We are already beginning to see the EPA and some states attempt to take a second look at dormant Superfund/CERCLA sites specifically for PFAS. Industry should be prepared to respond to the EPA and state environmental agencies as we anticipate regulatory efforts to bootstrap PFAS inquiries to permitting and compliance activities by federal environmental programs such as the National Pollutant Discharge Elimination System, Resource Conservation and Recovery Act (RCRA), Toxic Substances Control Act and the SDWA.

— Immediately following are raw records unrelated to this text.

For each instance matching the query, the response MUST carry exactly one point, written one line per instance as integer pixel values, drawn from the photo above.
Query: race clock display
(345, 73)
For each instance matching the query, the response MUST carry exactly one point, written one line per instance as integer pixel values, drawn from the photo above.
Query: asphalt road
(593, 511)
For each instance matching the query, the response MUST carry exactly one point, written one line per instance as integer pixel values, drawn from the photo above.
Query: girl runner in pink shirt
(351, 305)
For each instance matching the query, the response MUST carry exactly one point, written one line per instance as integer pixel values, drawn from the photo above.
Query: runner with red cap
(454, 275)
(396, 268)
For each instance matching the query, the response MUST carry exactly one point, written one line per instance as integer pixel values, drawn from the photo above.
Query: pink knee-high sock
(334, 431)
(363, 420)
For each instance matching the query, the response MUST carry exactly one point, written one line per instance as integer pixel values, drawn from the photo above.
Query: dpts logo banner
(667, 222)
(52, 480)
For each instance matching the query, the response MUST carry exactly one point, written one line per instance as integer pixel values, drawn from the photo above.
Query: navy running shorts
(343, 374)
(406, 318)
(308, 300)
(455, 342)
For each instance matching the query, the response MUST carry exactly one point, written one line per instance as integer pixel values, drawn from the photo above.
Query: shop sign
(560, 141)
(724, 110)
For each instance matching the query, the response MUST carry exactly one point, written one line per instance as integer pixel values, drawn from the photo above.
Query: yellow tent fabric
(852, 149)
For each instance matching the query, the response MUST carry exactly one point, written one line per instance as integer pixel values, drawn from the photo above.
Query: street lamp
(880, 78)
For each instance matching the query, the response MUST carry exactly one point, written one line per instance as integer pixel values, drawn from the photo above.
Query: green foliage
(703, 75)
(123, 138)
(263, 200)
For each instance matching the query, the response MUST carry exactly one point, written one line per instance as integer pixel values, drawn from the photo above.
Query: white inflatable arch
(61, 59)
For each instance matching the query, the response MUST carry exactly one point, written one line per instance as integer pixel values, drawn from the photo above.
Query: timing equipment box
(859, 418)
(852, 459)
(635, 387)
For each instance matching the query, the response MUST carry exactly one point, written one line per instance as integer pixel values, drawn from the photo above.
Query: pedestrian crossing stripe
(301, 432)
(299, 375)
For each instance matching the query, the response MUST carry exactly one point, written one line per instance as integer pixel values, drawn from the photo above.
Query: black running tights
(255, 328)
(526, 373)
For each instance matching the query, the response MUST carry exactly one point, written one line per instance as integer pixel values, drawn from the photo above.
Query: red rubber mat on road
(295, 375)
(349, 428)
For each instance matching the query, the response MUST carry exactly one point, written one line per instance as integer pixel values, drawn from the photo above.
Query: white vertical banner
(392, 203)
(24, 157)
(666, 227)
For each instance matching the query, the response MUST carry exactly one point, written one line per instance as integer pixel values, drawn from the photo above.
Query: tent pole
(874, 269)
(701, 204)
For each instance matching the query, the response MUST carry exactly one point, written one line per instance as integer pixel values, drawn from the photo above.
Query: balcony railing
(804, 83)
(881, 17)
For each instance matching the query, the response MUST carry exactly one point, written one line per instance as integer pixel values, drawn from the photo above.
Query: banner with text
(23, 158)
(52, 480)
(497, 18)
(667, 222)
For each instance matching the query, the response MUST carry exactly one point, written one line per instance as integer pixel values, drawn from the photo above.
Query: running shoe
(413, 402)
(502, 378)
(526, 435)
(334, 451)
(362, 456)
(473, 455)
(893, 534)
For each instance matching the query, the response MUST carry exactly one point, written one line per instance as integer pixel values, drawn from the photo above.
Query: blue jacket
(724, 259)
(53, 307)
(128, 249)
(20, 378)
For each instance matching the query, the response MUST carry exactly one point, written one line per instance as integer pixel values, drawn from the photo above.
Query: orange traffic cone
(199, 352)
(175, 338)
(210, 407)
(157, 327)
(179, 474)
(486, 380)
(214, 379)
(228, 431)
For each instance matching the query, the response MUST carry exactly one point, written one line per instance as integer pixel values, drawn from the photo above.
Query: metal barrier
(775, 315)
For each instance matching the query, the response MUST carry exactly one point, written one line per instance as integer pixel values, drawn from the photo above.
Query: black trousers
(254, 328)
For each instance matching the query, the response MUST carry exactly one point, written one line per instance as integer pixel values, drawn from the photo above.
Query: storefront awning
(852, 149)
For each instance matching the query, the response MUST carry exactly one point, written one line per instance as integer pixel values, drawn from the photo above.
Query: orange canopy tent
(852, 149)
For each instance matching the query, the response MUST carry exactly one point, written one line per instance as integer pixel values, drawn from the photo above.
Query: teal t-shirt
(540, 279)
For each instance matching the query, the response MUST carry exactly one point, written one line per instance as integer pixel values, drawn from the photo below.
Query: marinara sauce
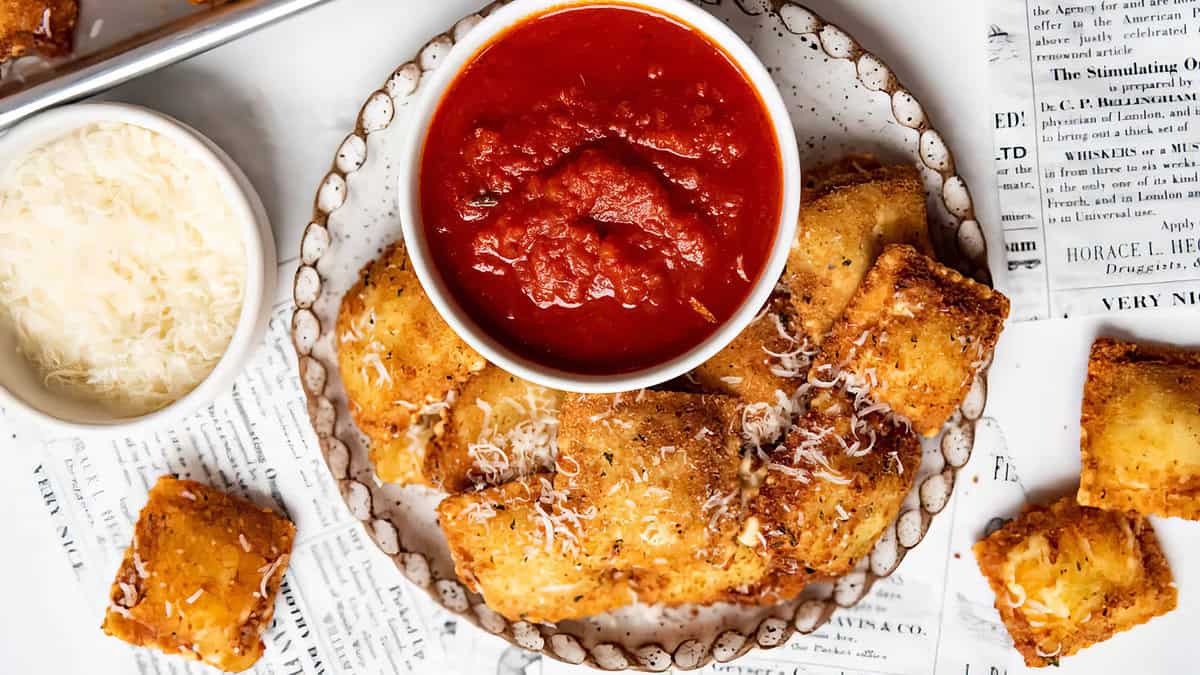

Against this murky regulatory backdrop, we are also seeing a groundswell of civil litigation across the country. Types of litigation include claims by individuals and businesses for personal injury, property damage and remediation costs arising from PFAS found in soil and/or groundwater; claims by municipalities/counties/public utilities for costs of remediation and installation of water filtration devices; RCRA citizen suits alleging imminent and substantial endangerment; state claims for natural resource damages for groundwater/drinking water contamination and costs of investigation and remediation by mid-stream PFAS industrial users as a proactive strike against PFAS suppliers and manufacturers for increased regulatory and remediation costs.
Industry has good arguments and defenses against the race to judgment on PFAS. There currently exists no standard for PFAS under any federal program that has withstood the rigors of a public process. The science and toxicological studies remain unsettled. Adding to the uncertainty, standardized laboratory methods are only available for drinking water and not for soil.
The alarms are real, however, and are reverberating. Industry’s actions must be proactive, timely and deliberate. Being proactive includes understanding and identifying the existence of any regulatory and litigation risks squarely under the protection of attorney-client privilege. What chemicals are presently being used? What chemicals should be changed? What has been used in the past? What are the location and disposal practices for on-site and/or off-site landfills? Are contracts and indemnification agreements in place and sufficient? What did the company know and when did it know it?
The dynamic and unsettled world of PFAS requires a disciplined and thoughtful approach in maintaining attorney-client privilege throughout any assessment of risks associated with PFAS. As you can see, PFAS is not just another acronym. It will be with us for many years. Now is the time to evaluate all things PFAS in order to be ready for whatever the future brings.